# Number of LED



## Squeege84 (Feb 13, 2011)

Hey,

Im looking to redo my DIY LED light fixture to add a little more blue and also able to keep SPS. I currently have zoa's, hammer head, GSP, 2 alveopora and Branching leather. The light fixture will be about 5-6 inches from the surface of water, this is due to my low canpoy. Ive got 12 10000k 3w leds and 12 6500k 3w leds as well as 30 blue leds and 8 red leds. I had 45 degree optics on the leds. Please advise on how i shld grop them on my heatsink. The heat sink is 7x12 and can fit 24 leds or maybe more if i lessen the space between them. As well will 45 degree optics be ok or do i need to change them to 60? My tank is 18" deep.

Thanks,


----------



## Squeege84 (Feb 13, 2011)

A help bump


----------



## wtac (Mar 17, 2006)

A 7x4 array will be fine alternating blue and white. For the 10,000k and 6500k, alternate them as well. For the reds, you don't need more than 2, just add that to the 7x4 for a total of 30. Another 1 or 2 blues for moonlight. 

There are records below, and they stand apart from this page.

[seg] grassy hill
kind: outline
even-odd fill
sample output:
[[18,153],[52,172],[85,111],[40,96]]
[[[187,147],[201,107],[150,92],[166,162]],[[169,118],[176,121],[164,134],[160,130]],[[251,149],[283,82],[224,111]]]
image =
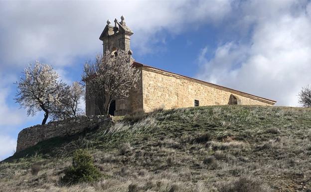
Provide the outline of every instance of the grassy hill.
[[[311,192],[311,109],[200,107],[119,119],[109,131],[54,138],[5,160],[0,192]],[[64,185],[81,148],[102,177]]]

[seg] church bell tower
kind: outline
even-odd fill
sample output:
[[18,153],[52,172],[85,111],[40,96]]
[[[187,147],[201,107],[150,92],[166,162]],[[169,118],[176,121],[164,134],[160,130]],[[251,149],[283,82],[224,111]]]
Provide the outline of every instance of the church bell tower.
[[130,37],[134,33],[126,25],[124,16],[122,15],[121,18],[121,22],[115,19],[114,26],[110,25],[109,19],[107,21],[107,25],[99,37],[99,39],[103,41],[104,53],[107,50],[113,52],[122,49],[130,55],[133,54],[130,47]]

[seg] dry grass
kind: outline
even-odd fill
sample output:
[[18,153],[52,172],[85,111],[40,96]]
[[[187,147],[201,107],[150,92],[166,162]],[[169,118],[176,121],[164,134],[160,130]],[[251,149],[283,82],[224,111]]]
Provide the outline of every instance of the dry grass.
[[[311,189],[311,140],[308,109],[159,110],[120,119],[108,131],[54,149],[61,156],[0,164],[0,192],[305,192]],[[102,177],[63,186],[70,151],[78,147],[93,154]],[[34,164],[41,165],[36,175]]]

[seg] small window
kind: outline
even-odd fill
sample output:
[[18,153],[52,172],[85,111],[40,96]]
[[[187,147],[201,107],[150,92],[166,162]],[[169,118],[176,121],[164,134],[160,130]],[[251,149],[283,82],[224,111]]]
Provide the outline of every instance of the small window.
[[194,107],[198,107],[200,106],[199,100],[194,100]]

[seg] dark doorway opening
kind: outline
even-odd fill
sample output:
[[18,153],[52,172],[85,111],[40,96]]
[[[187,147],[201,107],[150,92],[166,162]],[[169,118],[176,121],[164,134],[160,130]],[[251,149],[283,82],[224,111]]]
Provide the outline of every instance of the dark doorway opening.
[[111,101],[110,106],[109,106],[109,115],[114,116],[115,111],[116,110],[116,100]]

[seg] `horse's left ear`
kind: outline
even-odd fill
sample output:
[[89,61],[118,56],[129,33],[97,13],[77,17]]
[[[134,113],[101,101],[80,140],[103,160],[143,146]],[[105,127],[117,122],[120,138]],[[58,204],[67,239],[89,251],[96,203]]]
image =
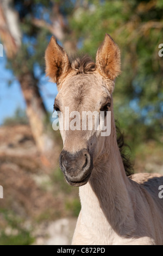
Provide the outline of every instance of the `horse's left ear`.
[[114,80],[121,73],[120,50],[108,34],[105,34],[104,40],[98,49],[96,64],[99,73],[111,80]]
[[45,52],[46,73],[52,82],[59,85],[61,79],[68,74],[71,64],[68,56],[52,36]]

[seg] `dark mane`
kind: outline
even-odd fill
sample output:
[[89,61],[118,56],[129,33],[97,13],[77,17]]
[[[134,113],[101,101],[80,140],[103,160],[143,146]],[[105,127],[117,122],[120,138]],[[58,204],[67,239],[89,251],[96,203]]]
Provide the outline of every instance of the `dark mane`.
[[72,69],[78,74],[91,73],[95,70],[96,64],[87,55],[78,58],[70,58]]
[[129,147],[124,143],[123,135],[121,132],[120,127],[117,124],[116,128],[117,144],[123,160],[125,172],[127,176],[130,176],[134,173],[134,164],[131,162],[130,156],[126,151],[126,148],[128,147],[129,148]]

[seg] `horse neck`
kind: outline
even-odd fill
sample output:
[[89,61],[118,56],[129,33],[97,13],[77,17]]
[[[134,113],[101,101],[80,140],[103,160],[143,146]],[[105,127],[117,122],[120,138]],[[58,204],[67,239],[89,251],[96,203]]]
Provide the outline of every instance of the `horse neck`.
[[122,226],[132,214],[132,206],[129,193],[130,184],[117,145],[111,113],[111,135],[105,138],[104,147],[94,163],[89,181],[79,188],[79,194],[82,217],[88,225],[94,218],[94,224],[101,221],[101,225],[103,223],[104,225],[106,222],[108,226],[109,222],[111,228],[118,231],[121,223]]

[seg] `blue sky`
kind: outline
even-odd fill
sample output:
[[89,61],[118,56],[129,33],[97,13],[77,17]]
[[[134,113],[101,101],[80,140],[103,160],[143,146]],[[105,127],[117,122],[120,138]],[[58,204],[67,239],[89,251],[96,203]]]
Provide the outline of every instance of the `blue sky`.
[[[12,117],[18,107],[26,108],[26,103],[19,83],[11,70],[7,69],[7,59],[4,56],[0,57],[0,125],[5,118]],[[35,72],[39,74],[36,68]],[[12,81],[10,86],[8,81]],[[57,94],[55,84],[48,82],[45,75],[40,80],[40,93],[47,109],[53,111],[55,97]]]

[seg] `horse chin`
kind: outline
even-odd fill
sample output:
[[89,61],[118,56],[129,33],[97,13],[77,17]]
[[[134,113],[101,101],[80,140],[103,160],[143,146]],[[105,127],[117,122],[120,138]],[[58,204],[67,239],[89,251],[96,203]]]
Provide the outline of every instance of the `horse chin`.
[[91,170],[88,174],[88,175],[86,176],[86,177],[85,177],[83,180],[80,180],[79,181],[73,181],[72,180],[70,180],[70,179],[68,178],[68,177],[67,177],[66,175],[65,175],[65,176],[67,182],[70,186],[73,187],[80,187],[81,186],[83,186],[86,184],[86,183],[88,182],[91,176],[91,172],[92,171]]

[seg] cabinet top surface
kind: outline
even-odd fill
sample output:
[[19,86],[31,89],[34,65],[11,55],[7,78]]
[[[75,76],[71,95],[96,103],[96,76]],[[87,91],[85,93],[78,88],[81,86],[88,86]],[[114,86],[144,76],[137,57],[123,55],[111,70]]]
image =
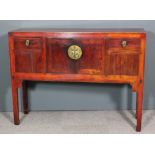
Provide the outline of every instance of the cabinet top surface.
[[64,29],[40,29],[40,28],[28,28],[28,29],[17,29],[13,30],[10,33],[23,33],[23,32],[75,32],[75,33],[145,33],[144,29],[142,28],[130,28],[130,29],[69,29],[69,28],[64,28]]

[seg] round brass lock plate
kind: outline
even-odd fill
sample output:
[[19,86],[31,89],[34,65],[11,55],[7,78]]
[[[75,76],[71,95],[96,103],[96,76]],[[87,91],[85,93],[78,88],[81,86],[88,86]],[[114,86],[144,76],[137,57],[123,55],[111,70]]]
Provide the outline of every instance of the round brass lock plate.
[[73,60],[78,60],[82,56],[82,49],[77,45],[71,45],[68,48],[68,56]]

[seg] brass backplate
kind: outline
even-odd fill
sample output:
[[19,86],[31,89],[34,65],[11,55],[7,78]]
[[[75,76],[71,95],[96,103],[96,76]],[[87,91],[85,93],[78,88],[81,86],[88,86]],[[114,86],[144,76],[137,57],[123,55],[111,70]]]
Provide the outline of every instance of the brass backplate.
[[82,56],[82,49],[77,45],[71,45],[68,48],[68,56],[73,60],[78,60]]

With a 5-6" height above water, I strongly suggest wiring the blue, white and red LEDs on separately for dimming (you will fry your corals) and color adjustment to suit your taste. Optics, again with that clearance, no narrower than 90* if at all, IMHO/E.

JM2C/E/HTH


----------



## Squeege84 (Feb 13, 2011)

Thanks soo much for you help! I will do as you suggest with the LEDs, and as for the optics i may just go without any on the LEDs due to the clearance. Thanks again!!


----------